There’s been a lot of attention lately on rising crime in Kakaako. Headlines leave the impression that “the homeless” there have suddenly grown more lawless and violent. Most media coverage misses an important root cause of this trend: our own government policy of “sweeping” homeless people from around Honolulu into one area.
I spent several days this summer living in the Kakaako homeless camp to get to know the people there myself. I saw firsthand how the sit-lie ban and stepped-up sweeps contribute to crime there. These policies have forced people from areas like Waikiki and Downtown into Kakaako over the past several months. Some, with mental health issues, were deliberately living in areas where they could avoid other people. Others, plagued with addiction, were living in areas with ready access to drugs.
Now, everyone is being squeezed into Kakaako, with dealers and other predators in tow — forced to live in close proximity to each other and alongside families and individuals who have been encamped there for years. Add to this forced-mix the unusual heat this summer and accompanying sleep deprivation and you’ve packed gunpowder into a barrel. Fights, theft, assaults and other crimes go up, with most victims being homeless people themselves.

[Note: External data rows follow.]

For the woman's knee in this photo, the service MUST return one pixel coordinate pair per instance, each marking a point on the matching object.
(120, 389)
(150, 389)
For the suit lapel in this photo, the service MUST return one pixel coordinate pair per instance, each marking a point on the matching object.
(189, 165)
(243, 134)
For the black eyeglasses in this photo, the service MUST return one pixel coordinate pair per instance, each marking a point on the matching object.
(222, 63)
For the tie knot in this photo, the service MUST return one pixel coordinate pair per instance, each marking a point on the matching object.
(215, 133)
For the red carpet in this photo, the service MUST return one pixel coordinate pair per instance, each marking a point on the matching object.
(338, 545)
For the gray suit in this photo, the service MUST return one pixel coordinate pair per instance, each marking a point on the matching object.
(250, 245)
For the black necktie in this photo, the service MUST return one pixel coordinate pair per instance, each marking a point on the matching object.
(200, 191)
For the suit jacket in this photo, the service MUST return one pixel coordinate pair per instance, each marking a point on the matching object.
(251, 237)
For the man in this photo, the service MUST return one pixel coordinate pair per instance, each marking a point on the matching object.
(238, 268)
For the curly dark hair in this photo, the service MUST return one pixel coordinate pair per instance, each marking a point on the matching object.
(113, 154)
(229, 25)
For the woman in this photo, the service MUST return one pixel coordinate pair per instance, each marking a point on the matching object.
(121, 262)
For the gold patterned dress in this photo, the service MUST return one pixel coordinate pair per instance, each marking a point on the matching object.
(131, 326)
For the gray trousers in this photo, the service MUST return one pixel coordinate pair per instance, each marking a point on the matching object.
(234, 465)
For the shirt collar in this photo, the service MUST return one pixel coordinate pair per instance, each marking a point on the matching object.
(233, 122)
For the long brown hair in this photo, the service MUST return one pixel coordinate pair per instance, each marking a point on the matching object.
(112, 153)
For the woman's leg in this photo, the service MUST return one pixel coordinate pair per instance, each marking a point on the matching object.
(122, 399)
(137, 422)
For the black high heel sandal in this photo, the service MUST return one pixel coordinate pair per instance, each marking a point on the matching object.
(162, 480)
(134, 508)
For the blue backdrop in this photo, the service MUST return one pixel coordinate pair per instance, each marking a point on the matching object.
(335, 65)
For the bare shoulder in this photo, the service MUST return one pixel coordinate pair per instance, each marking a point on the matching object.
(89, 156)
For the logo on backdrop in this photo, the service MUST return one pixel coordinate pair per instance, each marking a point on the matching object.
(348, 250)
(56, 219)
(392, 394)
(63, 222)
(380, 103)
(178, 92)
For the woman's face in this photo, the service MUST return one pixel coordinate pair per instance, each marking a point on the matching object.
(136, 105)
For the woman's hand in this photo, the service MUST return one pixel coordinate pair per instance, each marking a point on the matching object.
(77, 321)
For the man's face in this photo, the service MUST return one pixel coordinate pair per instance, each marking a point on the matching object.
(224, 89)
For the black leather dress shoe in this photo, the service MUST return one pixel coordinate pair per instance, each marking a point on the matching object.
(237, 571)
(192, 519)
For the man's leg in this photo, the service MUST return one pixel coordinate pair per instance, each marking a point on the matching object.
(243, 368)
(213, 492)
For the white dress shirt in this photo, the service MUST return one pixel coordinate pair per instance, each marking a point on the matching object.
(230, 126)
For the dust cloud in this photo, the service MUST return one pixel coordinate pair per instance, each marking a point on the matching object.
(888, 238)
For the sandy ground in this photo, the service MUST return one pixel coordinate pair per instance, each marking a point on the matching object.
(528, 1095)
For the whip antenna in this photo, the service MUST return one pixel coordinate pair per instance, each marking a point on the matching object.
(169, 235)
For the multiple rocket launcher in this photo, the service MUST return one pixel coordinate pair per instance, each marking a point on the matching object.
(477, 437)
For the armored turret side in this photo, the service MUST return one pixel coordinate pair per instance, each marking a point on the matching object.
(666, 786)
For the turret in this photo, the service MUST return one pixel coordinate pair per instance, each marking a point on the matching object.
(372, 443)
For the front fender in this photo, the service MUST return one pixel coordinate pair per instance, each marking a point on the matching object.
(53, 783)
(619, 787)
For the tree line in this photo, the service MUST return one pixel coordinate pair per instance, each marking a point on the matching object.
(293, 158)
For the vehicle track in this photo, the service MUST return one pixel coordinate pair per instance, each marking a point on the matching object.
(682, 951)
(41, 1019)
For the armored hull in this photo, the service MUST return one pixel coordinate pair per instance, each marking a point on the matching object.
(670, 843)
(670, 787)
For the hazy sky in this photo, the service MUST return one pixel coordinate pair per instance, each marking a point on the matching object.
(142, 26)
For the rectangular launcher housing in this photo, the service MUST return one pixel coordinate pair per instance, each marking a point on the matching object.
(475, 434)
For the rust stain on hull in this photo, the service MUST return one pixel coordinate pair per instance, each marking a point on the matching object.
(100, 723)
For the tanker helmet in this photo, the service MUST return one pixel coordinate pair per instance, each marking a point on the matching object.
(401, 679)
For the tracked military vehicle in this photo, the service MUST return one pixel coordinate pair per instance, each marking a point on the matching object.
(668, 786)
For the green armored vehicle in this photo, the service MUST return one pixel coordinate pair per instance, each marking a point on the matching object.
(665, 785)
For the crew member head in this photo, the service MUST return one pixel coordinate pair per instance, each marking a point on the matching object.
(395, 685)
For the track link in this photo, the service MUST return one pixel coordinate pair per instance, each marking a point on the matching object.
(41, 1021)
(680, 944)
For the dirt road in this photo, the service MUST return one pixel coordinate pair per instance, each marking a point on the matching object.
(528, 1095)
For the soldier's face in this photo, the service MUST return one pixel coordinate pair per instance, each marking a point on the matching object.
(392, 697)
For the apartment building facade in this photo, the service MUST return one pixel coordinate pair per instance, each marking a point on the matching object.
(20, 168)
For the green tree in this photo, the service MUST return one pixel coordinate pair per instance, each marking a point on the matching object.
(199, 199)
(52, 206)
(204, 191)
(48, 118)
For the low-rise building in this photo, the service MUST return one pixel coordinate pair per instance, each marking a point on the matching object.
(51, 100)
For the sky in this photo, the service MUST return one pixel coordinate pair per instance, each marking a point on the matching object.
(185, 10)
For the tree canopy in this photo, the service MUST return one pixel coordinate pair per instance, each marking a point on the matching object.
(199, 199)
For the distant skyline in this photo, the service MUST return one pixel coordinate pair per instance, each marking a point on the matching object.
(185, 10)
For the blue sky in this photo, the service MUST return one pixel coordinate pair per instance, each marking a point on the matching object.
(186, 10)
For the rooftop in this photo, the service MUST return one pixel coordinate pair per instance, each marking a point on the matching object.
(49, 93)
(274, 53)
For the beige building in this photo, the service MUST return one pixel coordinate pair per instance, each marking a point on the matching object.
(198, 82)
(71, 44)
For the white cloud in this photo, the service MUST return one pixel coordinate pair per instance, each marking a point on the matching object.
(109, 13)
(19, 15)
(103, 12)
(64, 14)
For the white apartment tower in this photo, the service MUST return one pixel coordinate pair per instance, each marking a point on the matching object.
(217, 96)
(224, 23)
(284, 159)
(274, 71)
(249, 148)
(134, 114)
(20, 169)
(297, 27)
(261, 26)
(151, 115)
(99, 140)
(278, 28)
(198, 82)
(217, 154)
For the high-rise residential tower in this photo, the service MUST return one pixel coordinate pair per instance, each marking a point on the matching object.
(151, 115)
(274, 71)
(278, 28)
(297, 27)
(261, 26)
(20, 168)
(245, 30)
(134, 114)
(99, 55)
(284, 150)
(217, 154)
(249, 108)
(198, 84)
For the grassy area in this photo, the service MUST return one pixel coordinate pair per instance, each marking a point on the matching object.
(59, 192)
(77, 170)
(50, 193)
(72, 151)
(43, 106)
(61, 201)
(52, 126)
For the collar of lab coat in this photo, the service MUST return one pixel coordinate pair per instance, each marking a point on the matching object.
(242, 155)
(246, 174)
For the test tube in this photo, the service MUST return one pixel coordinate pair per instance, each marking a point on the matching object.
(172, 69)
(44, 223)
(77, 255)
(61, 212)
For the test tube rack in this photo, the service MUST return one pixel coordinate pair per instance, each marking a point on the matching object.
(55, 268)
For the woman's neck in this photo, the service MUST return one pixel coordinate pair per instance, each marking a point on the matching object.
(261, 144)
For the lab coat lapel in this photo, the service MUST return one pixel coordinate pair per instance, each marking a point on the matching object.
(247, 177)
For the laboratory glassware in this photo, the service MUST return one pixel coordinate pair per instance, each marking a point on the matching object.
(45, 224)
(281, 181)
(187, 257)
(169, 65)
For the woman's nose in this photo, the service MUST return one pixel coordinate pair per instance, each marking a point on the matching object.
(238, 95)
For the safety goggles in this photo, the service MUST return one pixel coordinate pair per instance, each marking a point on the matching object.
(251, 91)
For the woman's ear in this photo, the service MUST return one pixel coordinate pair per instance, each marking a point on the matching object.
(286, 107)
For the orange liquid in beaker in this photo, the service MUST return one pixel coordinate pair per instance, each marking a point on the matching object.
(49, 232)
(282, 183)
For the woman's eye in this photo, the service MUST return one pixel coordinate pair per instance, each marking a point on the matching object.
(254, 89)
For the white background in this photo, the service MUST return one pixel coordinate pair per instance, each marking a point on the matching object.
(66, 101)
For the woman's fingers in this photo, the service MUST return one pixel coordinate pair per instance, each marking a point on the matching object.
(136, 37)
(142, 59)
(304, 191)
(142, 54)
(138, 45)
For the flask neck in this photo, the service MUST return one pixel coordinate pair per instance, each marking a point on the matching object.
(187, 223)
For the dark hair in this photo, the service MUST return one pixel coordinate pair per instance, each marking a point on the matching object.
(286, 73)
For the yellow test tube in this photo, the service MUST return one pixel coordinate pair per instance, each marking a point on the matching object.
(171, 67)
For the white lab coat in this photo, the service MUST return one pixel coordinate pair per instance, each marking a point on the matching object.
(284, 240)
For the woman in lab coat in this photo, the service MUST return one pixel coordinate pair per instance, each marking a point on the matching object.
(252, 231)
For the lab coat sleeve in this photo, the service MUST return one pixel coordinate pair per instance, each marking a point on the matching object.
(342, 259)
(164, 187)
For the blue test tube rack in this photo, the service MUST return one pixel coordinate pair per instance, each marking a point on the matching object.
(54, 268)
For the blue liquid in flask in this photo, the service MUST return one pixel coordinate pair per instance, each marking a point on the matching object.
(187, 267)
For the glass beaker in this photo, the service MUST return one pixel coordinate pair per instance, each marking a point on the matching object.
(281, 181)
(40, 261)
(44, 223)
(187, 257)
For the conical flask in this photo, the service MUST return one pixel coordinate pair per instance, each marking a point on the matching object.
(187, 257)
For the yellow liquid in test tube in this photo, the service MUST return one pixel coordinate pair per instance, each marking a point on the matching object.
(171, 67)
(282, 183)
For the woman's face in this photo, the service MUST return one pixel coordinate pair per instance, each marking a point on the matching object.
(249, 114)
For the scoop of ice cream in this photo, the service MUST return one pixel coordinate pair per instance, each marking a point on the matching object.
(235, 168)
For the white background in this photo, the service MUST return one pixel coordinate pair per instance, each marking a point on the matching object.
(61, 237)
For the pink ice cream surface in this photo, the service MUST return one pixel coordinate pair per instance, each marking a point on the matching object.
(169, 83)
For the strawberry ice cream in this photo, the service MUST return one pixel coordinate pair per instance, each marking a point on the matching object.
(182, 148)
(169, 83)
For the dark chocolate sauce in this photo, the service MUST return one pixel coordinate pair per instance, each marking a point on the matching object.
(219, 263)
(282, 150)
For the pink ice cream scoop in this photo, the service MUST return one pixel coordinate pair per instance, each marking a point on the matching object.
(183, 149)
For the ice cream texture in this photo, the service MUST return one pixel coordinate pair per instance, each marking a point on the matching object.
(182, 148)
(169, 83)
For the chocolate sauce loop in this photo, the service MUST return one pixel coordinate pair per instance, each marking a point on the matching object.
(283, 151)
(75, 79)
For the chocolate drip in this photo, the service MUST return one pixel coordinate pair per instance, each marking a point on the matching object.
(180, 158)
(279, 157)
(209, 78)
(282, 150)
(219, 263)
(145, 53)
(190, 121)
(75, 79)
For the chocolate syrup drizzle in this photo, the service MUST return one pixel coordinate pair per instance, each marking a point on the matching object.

During my brief time in camp, I saw our stretch of tents change from a relatively peaceful neighborhood to a raucous and sometimes scary place. When I arrived, nights were quiet after 9 p.m., save for barking dogs and crying infants. A few days into my stay, newcomers turned the nights into rowdy affairs lasting past midnight. Basic rules of camp, like emptying the communal garbage bag, broke down. Tempers flared. A friend who had lived there for months without incident had her most treasured possession stolen — a guitar that was a birthday gift from her father. The prime suspects were newcomers who’d recently been forced out of Downtown.
Headlines like “Assaults in Kakaako soaring” (Star-Advertiser, July 23) make it sound as though “the homeless” have suddenly decided to indulge in a spree of crime and violence. They sweep the homeless under blanket statements and leave root causes unexamined. We may all end up paying the price for this chronic overgeneralization, for it leads to misdirected public outrage, and misguided public policy.
My stay in Kakaako challenged many of my own preconceived notions about people living there. My neighbors were a young couple, a family with three children, and an aunty who took it upon herself to look after me. They gave me advice on where to set up my tent and how to keep it cool during the heat wave of July. They watched out for my things when I was away. They regularly offered me food, though they had little themselves. I was humbled by their generosity and grateful for their guidance.
There were also bad actors in camp — people who might steal from you and beat you for confronting them. There were teens spoiling for a fight. There were people who, forced by sweeps to live in close quarters, were exposed to temptations and frustrations that they used to avoid by living in relative isolation. Still, on balance, I experienced far more kindness than menace in camp.
Mine was only a brief glimpse into the lives of individuals and communities (plural) that comprise “the homeless” in Kakaako. It does not make me an expert on homelessness, and I do not claim my views are authoritative. But, I think this point stands: We don’t need to look very hard to see the diversity and humanity in the people camped at Kakaako. We also don’t have to look hard to see how our own beliefs and policies are contributing to the very problems we decry, problems like “soaring assaults” by “the homeless.”
Please, let’s take a closer look at “the homeless” before we decide what to do about “them.” With a little effort, we may see their problems and ours more clearly, and create more effective, long-term solutions to this growing crisis.